Irish sailor Tom Dolan clinches career best stage finish as La Solitaire du Figaro Paprec

Irish sailor Tom Dolan clinches career best stage finish as La Solitaire du Figaro Paprec

Just on cue, Irish solo sailor Tom Dolan delivered his career best stage finish today when, under the added pressure of being the ‘homecoming favourite’ he took second place on the 610 nautical miles La Solitaire du Figaro Paprec first leg from Caen into drizzly Kinsale this morning.

The result on the first step of the three-stage 1850 miles race to Piriac sur Mer on the French Atlantic coast, sets up Dolan for the rest of the event with a useful cushion – around 14 minutes – over what can be considered his normal rivals.

With French rookie skippers Benoît Tuduri (CAPSO – En Cavale) and Julie Simon (DOUZE) unexpectedly taking first and third positions on their first La Solitaire, this is by far the best start by Dolan, skipper of Smurfit Kappa-Kingspan, on the annual pinnacle of French solo offshore racing which he is contesting for the sixth time.

A key strategic move when the 32 strong fleet passed through the Scilly isles early yesterday gave Dolan the stage lead on the climb up to the Fastnet Rock which he rounded in the small hours of this morning in fourth place.

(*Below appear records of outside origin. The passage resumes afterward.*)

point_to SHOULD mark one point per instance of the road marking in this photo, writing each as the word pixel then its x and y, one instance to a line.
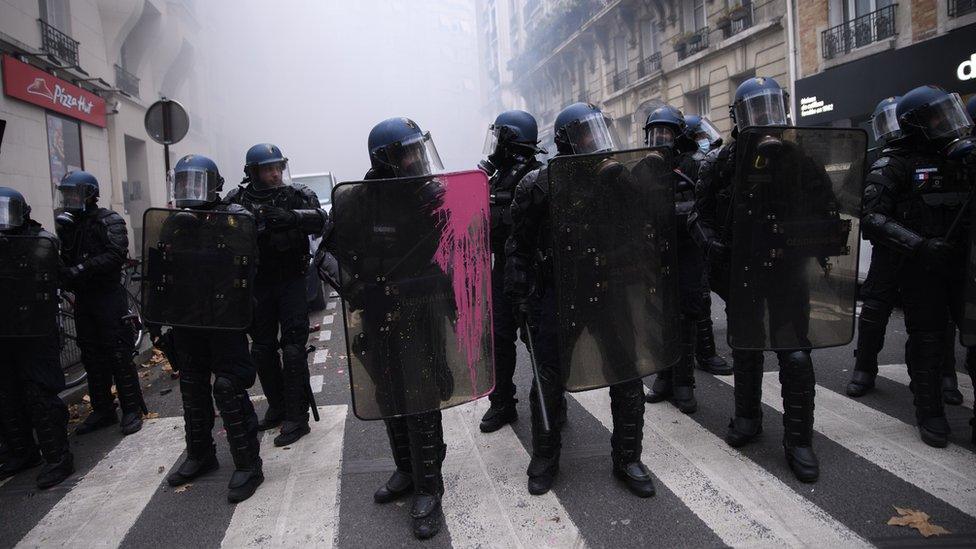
pixel 485 496
pixel 298 504
pixel 899 374
pixel 893 445
pixel 741 502
pixel 101 508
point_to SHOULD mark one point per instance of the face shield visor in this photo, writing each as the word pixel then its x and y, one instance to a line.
pixel 944 119
pixel 660 136
pixel 415 156
pixel 12 213
pixel 191 188
pixel 592 133
pixel 763 108
pixel 885 123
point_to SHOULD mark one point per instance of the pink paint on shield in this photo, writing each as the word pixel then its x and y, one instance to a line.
pixel 463 256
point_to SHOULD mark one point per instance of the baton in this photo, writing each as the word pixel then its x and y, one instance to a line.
pixel 535 372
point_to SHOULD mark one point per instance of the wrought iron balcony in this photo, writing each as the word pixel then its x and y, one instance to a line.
pixel 958 8
pixel 692 43
pixel 859 32
pixel 126 81
pixel 649 65
pixel 58 43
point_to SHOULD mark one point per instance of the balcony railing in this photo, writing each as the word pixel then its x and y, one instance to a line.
pixel 859 32
pixel 692 43
pixel 126 81
pixel 958 8
pixel 58 43
pixel 649 65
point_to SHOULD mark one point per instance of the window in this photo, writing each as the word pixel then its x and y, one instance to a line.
pixel 63 147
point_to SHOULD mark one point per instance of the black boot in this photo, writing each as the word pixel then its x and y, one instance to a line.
pixel 499 414
pixel 871 327
pixel 706 357
pixel 130 394
pixel 747 423
pixel 401 481
pixel 427 452
pixel 924 353
pixel 798 391
pixel 241 425
pixel 198 422
pixel 626 442
pixel 49 417
pixel 683 373
pixel 546 445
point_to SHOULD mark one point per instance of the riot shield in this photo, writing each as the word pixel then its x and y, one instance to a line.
pixel 613 227
pixel 199 268
pixel 28 286
pixel 795 237
pixel 415 270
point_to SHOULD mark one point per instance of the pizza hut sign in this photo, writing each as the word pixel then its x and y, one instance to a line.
pixel 28 83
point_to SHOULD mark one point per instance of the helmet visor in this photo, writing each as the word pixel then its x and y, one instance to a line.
pixel 414 156
pixel 11 213
pixel 763 108
pixel 885 123
pixel 660 136
pixel 72 198
pixel 592 133
pixel 944 118
pixel 190 188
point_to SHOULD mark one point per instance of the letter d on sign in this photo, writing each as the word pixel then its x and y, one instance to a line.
pixel 967 69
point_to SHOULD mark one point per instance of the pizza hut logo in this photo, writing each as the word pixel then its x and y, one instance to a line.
pixel 60 96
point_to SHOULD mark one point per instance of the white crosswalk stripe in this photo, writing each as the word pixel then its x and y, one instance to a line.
pixel 485 496
pixel 298 504
pixel 103 506
pixel 894 446
pixel 899 374
pixel 741 502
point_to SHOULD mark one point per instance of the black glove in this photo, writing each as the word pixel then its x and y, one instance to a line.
pixel 936 254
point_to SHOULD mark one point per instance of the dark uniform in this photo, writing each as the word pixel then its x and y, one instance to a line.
pixel 286 216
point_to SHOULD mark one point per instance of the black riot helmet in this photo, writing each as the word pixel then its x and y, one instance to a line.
pixel 933 116
pixel 582 128
pixel 195 182
pixel 14 211
pixel 884 120
pixel 398 146
pixel 513 132
pixel 266 167
pixel 759 101
pixel 78 191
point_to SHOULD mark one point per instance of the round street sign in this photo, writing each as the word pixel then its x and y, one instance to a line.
pixel 167 122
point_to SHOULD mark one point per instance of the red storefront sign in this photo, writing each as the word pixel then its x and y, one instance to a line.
pixel 30 84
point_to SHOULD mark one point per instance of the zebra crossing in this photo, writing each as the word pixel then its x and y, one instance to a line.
pixel 706 490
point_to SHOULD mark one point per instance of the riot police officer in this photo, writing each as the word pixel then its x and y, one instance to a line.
pixel 30 368
pixel 579 129
pixel 398 148
pixel 287 214
pixel 916 192
pixel 511 146
pixel 701 130
pixel 94 248
pixel 880 289
pixel 758 102
pixel 666 127
pixel 214 364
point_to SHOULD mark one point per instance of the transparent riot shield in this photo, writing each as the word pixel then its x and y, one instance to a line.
pixel 28 286
pixel 199 268
pixel 795 237
pixel 415 271
pixel 613 226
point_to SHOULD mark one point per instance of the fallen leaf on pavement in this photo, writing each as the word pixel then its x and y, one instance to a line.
pixel 917 520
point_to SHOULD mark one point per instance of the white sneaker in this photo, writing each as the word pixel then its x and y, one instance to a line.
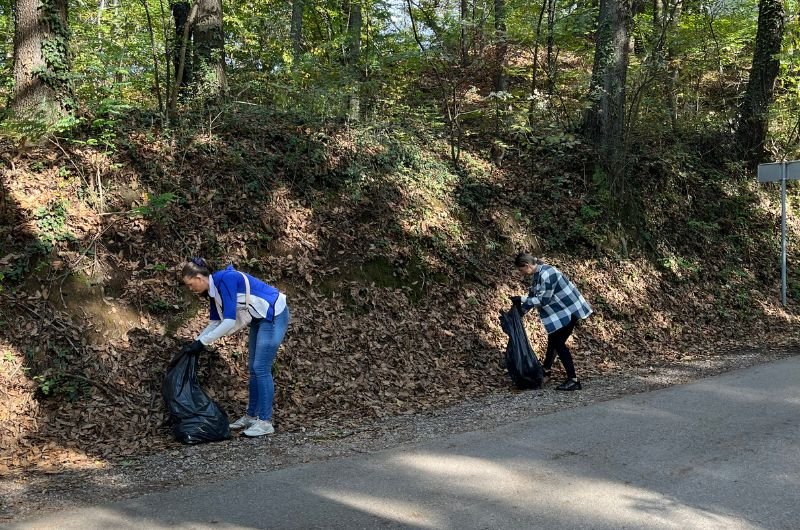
pixel 259 428
pixel 243 422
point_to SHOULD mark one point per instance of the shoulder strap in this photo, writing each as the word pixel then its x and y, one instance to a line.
pixel 246 290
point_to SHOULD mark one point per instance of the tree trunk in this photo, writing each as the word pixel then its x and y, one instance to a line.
pixel 354 24
pixel 501 45
pixel 42 88
pixel 209 51
pixel 180 14
pixel 551 63
pixel 751 133
pixel 462 19
pixel 605 120
pixel 296 29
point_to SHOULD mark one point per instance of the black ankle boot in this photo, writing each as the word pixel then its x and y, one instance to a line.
pixel 569 385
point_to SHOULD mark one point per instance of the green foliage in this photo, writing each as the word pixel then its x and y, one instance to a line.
pixel 155 209
pixel 51 222
pixel 55 52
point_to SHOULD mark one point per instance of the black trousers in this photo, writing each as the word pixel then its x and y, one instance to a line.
pixel 557 344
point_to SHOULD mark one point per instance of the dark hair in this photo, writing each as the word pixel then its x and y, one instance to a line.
pixel 523 258
pixel 195 267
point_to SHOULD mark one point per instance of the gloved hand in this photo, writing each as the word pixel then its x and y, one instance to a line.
pixel 193 348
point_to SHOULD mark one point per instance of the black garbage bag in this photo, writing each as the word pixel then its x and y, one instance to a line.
pixel 523 366
pixel 195 417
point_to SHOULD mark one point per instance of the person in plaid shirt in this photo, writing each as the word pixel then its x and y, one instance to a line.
pixel 560 306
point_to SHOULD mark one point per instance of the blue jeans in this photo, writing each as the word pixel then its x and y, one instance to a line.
pixel 265 338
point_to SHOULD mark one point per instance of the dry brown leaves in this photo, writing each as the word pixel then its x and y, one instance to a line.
pixel 357 347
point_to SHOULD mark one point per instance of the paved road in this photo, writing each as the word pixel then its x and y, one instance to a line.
pixel 720 453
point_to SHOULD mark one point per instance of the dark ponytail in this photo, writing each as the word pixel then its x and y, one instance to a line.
pixel 196 267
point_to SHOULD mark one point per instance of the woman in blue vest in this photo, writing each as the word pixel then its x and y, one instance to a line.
pixel 237 298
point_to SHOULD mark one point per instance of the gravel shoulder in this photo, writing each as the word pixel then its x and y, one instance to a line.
pixel 27 494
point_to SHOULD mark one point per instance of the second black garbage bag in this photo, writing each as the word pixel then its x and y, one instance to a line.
pixel 523 366
pixel 195 417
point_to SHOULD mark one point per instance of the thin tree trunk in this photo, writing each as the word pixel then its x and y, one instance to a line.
pixel 42 88
pixel 354 24
pixel 551 66
pixel 180 14
pixel 155 56
pixel 604 123
pixel 464 45
pixel 501 45
pixel 751 133
pixel 209 50
pixel 181 58
pixel 296 29
pixel 535 66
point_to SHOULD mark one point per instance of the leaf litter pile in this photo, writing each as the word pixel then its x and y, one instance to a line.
pixel 395 277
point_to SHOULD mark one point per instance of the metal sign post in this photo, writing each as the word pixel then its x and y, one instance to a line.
pixel 781 171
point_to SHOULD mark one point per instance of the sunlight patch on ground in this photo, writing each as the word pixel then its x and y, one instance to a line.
pixel 396 510
pixel 606 502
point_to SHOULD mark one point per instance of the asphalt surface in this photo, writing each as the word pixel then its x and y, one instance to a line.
pixel 723 452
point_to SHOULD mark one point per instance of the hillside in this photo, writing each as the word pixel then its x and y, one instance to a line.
pixel 395 266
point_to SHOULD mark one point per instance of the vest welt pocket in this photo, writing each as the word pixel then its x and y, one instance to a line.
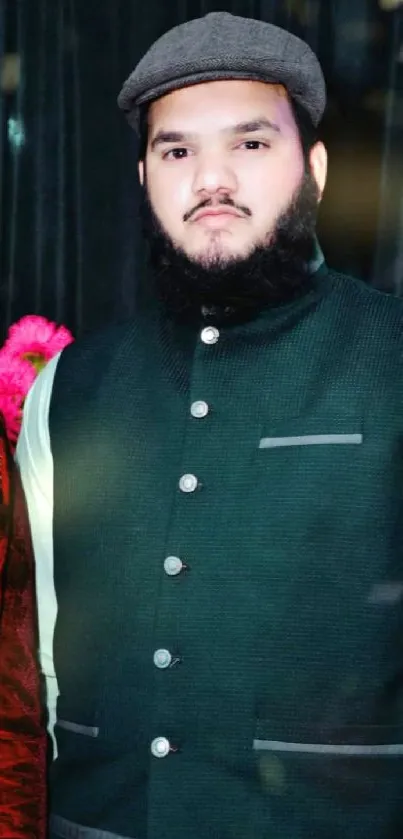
pixel 354 762
pixel 78 728
pixel 310 440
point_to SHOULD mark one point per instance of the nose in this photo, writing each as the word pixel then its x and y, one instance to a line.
pixel 213 176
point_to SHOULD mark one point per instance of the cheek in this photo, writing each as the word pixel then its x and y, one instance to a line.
pixel 169 191
pixel 270 192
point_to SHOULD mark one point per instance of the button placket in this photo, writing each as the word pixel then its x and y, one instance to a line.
pixel 164 660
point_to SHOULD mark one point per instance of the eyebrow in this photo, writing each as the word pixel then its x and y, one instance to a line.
pixel 165 137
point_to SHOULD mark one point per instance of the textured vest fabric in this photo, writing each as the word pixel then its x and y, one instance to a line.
pixel 283 701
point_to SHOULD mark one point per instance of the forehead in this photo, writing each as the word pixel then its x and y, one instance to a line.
pixel 212 106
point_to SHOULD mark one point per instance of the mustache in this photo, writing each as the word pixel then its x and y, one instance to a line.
pixel 226 201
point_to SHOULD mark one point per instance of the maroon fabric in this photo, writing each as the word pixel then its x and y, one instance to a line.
pixel 22 735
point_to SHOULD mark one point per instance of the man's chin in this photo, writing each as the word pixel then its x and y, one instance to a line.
pixel 217 257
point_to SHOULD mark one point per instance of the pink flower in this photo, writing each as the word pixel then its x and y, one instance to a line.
pixel 15 383
pixel 35 339
pixel 30 344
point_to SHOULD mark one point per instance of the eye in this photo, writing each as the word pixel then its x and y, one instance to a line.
pixel 254 145
pixel 176 154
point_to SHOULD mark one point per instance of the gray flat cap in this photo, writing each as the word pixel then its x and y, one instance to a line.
pixel 223 46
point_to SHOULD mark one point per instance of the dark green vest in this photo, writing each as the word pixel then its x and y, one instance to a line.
pixel 228 542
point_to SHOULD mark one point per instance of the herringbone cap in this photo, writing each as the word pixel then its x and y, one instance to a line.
pixel 224 46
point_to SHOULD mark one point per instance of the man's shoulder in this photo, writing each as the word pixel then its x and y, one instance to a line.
pixel 366 304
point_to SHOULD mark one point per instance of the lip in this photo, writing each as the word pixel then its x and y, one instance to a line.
pixel 219 212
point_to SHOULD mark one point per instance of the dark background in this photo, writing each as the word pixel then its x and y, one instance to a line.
pixel 70 243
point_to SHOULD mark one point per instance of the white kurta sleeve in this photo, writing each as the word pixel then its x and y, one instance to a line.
pixel 34 458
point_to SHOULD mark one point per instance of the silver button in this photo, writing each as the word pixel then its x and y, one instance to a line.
pixel 188 483
pixel 162 659
pixel 160 747
pixel 199 409
pixel 210 335
pixel 173 565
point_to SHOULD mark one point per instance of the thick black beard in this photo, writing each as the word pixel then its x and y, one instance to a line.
pixel 237 290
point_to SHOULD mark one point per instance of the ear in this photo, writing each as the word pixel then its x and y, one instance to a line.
pixel 318 165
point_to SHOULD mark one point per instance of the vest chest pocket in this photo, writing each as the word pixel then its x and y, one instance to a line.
pixel 312 454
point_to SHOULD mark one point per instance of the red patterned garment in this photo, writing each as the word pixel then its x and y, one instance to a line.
pixel 22 735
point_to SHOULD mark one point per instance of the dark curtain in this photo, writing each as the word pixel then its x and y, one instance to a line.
pixel 71 248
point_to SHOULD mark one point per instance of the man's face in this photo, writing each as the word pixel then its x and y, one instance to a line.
pixel 223 162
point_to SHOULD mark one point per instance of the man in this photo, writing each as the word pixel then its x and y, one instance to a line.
pixel 22 735
pixel 216 488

Whilst Tuduri and Simon, first and third to round, were seeing the iconic ocean racing milestone for their first ever time, the sailor who grew up in County Meath Dolan thinks he has been out to the rock around 30 times, mostly when he worked as a sailing instructor out of Baltimore.

When he crossed the finish line it was relief which was Dolan’s primary emotion. In truth he has no more local knowledge than is accumulated and disseminated through the fleet’s by coaching and support staff.

Being solo and with no outside assistance or communication, once on the ocean the skippers only get the most basic weather information and their position in the fleet from race direction. Each sailor leaves the dock with a detailed road book of different weather scenarios, their homework done.

But the Irish skipper admits the extra mental pressure of his own and other peoples’ expectations of coming to Ireland weighed very heavily on him as well as last month having had a disappointing Solo Concarneau Guy Cotten – the de facto dress rehearsal before the ‘big one’.

“It was great coming in this morning, there were loads of people out to welcome me which was really touching.” Grinned the exhausted Dolan, clearly ‘running on fumes.’ “I always feel more pressure on this leg ‘home’ to Ireland, it messes with your head because I want to do well. So there is a lot of relief. A lot. Earlier in the year when I found the race was coming to Kinsale I was immediately getting a bit nervous because there it is. coming to my ‘home’. I was worried and the last time we raced in here I did terrible.”

Of his decision to stay east he said, “I had this huge wind shift to the left and tacked and was pointing at the Fastnet. I stacked the stuff, tidied the boat a bit and said to myself ‘right, who will be the first to tack but no one did. And of course it was night so I could not see anyone. I had a second thought to go back but it made no sense. And the tide was perfect for me.”

He summarise, “It was a really typical Figaro leg. We started a very shifty wind with the whole pack compacted up together and looking at each other, seizing each other up, and then doing maybe 50 tacks and sailed 100 miles to get to the first mark because the wind was shifting around so much. It was non stop all the time. And then at the Scillies the fleet exploded and opened up a bit. You are thinking you are great thinking you are awful, thinking you are doing great, thinking you are awful thinking you are great. You start imagining a great finish and reel yourself in..It was a really classic Figaro leg. And at one stage some of the favourites are 20 miles behind and they still catch up. I thought the lead over them would have been a bit more, but I’ll take it.”

Looking back at the intensity of the course he said, “I am tired. These two or three occluded fronts, so dying depressions, meant the wind was all over the place, never steady. It seems like it was never settled for more than fifteen minutes, so you really got small, snatched naps.”

Now he has two days and two nights to recover before Stage 2 to Roscoff via the Isle of Man and the Welsh coast which starts on Sunday at 1302hrs.